(Bloomberg) -- Potential Federal Reserve changes in how it views investments in banks may mean Warren Buffett’s Berkshire Hathaway Inc . (NYSE:BRKa) might increase already-sizable stakes in the banking sector, Barclays’s Jay Gelb and Jason Goldberg write in a note.
The Fed proposal would allow up to 25 percent ownership of a bank, compared with about 10 percent currently, without triggering oversight of the investor, if other qualitative factors are met, they said. Berkshire Hathaway currently has close to 10 percent ownership of Wells Fargo (NYSE:WFC) & Co., BNY Mellon Corp., Bank of America Corp (NYSE:BAC)., and US Bancorp (NYSE:USB), they noted, as bank investments accounted for more than 40 percent of the firm’s $173 billion equity investment portfolio as of the end of 2018.
“Buffett has intentionally kept its ownership below the 10 percent threshold to avoid Fed oversight of Berkshire,” they said.
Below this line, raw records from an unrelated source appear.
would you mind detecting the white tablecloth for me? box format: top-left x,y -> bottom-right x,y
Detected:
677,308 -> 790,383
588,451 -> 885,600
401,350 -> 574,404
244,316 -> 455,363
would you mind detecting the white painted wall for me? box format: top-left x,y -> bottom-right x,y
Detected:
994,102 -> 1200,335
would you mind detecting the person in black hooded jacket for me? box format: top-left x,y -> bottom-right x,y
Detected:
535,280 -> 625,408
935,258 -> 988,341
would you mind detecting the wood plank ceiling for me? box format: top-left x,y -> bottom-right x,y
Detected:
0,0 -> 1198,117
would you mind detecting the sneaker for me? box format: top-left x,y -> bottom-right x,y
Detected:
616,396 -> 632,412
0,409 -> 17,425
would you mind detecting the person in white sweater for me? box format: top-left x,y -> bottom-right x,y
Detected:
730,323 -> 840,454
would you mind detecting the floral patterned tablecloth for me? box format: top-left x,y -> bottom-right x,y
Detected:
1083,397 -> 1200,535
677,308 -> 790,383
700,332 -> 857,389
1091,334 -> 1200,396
Gelb and Goldberg noted that Berkshire also owns 18 percent of American Express Co (NYSE:AXP)., based on a special Fed oversight exemption.
It’s unclear whether Berkshire would materially increase ownership stakes in banks in which it holds about 10 percent. However, a rule shift would at least mean it would “have the option of doing so, or not being required to sell shares due to share buybacks pushing its ownership stake above 10 percent,” they wrote. Buffett might also consider increasing stakes in other banks Berkshire owns at smaller scales, such as Goldman Sachs Group Inc (NYSE:GS)., M&T Bank Corp (NYSE:MTB)., Synchrony Financial, PNC Financial Services Group (NYSE:PNC) and JPMorgan Chase & Co (NYSE:JPM)., they added.
The KBW Bank Index has gained 17 percent so far this year, led by Citigroup Inc (NYSE:C). SVB Financial Group, SunTrust Banks Inc (NYSE:STI). and BofA. The increase is similar to the S&P 500’s rise.